Book 3. Distinctions 1 - 17
Fourth Distinction
Single Question Whether the Blessed Virgin was truly Mother of God and man
II. A Doubt
B. Second Opinion

B. Second Opinion

1. Exposition of the Opinion

26. Now if another opinion be held [Galen47], that that any mother is, along with the father, an active cause with respect to the formation of the offspring’s body, although a less principal and a secondary cause and making with the father one total cause - then to save how Mary was mother seems more difficult than when positing the first opinion [n.16]; for it is plain that she ministered the matter, even the whole matter, for Christ’s body, but it is not as plain how she could have cooperated with the Holy Spirit in the forming of the body.

27. Answer to this is made as follows [Bonaventure], that she ministered a matter that had an active force in it, but the force did not have any action because its action was anticipated by the Holy Spirit, who suddenly formed the body from the matter ministered to him; the Virgin then was mother (holding this opinion about a mother’s action) because of the fact she provided the matter and - as far as concerns her part - she had wherewith to act but another stronger agent [sc. the Holy Spirit] prevented her power in the acting. An example is given: fertility was given to Aaron’s rod [Numbers 17.6-8] by which it was able to have actively produced flowers and fruits successively, but it did not produce them because the fertility was prevented by the divine power suddenly producing them.

2. Rejection of the Opinion

28. On the contrary: if fire were most perfectly active and had a passive thing - as wood - near to it, yet was prevented by another stronger agent that heated the wood, in no way would the fire be the agent cause with respect to the heat; but if ‘fire generating heat’ is fire ‘being father of heat’, then in no way would the fire be father of the heat. So it is similarly in the issue at hand: if a mother is an agent cause, Mary would not be called mother because of her active power alone if she was prevented from acting.
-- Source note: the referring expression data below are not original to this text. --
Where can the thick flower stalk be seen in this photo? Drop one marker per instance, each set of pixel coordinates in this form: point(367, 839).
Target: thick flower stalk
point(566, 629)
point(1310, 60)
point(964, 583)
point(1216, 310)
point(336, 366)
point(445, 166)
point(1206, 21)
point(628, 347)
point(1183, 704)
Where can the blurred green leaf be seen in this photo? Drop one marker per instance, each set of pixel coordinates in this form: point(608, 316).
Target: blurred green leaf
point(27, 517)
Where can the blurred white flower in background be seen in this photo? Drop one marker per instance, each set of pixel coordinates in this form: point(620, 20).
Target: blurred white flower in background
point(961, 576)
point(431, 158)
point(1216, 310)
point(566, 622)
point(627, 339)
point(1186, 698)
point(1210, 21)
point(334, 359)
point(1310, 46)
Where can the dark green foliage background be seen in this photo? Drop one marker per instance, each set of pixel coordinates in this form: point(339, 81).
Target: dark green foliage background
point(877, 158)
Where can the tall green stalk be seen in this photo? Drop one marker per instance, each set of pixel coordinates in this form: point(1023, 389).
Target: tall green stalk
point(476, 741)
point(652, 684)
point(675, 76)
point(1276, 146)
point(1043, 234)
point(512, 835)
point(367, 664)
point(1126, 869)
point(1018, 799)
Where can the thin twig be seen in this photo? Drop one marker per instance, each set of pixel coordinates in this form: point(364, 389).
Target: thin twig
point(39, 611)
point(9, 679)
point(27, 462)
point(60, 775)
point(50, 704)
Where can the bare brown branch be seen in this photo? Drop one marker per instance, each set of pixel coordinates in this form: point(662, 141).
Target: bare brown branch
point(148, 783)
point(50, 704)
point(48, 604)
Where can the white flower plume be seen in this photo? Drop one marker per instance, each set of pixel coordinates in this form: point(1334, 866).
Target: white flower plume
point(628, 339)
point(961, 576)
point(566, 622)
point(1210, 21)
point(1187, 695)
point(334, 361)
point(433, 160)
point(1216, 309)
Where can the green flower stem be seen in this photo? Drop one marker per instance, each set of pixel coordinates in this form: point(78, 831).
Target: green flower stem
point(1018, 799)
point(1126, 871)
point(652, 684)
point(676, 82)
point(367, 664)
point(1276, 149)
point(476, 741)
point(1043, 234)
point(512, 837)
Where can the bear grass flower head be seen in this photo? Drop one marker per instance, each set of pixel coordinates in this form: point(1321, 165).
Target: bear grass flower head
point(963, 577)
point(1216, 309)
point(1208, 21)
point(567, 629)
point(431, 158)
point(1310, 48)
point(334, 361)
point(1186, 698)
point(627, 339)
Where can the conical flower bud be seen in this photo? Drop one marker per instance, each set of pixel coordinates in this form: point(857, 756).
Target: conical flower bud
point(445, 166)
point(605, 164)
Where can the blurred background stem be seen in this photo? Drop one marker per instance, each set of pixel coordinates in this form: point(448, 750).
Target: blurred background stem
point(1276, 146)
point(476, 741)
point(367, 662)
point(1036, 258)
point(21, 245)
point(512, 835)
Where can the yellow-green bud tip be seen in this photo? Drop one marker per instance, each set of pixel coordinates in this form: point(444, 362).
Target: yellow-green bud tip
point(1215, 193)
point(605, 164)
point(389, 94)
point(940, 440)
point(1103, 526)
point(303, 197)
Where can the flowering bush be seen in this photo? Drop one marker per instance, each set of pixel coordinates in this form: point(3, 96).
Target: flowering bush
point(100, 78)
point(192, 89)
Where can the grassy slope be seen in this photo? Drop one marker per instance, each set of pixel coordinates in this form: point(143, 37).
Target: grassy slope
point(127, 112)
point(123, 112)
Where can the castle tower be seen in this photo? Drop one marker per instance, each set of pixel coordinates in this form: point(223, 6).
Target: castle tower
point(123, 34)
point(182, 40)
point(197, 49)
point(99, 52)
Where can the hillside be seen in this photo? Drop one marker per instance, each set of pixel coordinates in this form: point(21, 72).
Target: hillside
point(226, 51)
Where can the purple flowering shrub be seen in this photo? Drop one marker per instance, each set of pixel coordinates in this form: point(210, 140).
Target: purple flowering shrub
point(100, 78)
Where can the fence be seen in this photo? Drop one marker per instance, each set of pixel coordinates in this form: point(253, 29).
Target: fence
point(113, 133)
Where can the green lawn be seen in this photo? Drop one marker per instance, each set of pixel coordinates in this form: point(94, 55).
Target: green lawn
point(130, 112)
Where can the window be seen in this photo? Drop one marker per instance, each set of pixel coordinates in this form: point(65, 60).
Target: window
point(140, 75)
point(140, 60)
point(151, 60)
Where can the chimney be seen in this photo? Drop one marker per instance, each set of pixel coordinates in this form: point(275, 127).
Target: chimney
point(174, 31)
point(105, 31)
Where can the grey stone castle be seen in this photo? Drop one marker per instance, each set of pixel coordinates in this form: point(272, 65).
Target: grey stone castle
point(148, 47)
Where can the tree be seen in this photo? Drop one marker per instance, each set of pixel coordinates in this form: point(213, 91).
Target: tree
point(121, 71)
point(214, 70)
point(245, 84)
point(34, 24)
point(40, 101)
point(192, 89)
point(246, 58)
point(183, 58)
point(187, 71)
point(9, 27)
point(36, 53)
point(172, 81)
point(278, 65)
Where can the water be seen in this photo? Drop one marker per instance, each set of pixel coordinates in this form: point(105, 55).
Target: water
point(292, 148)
29. This is confirmed by their example: for if a tree were called father or mother of the fruit it produces, yet Aaron’s rod, although it would have been fertile in being able to produce fruit and did not produce it, would nevertheless not have been father or mother of the fruit. This is also proved in the issue at hand: for no man was father of this Son, although someone [sc. Joseph] had the active power by which he could have acted as father in the formation of this body, and he did not act, being prevented by the Holy Spirit.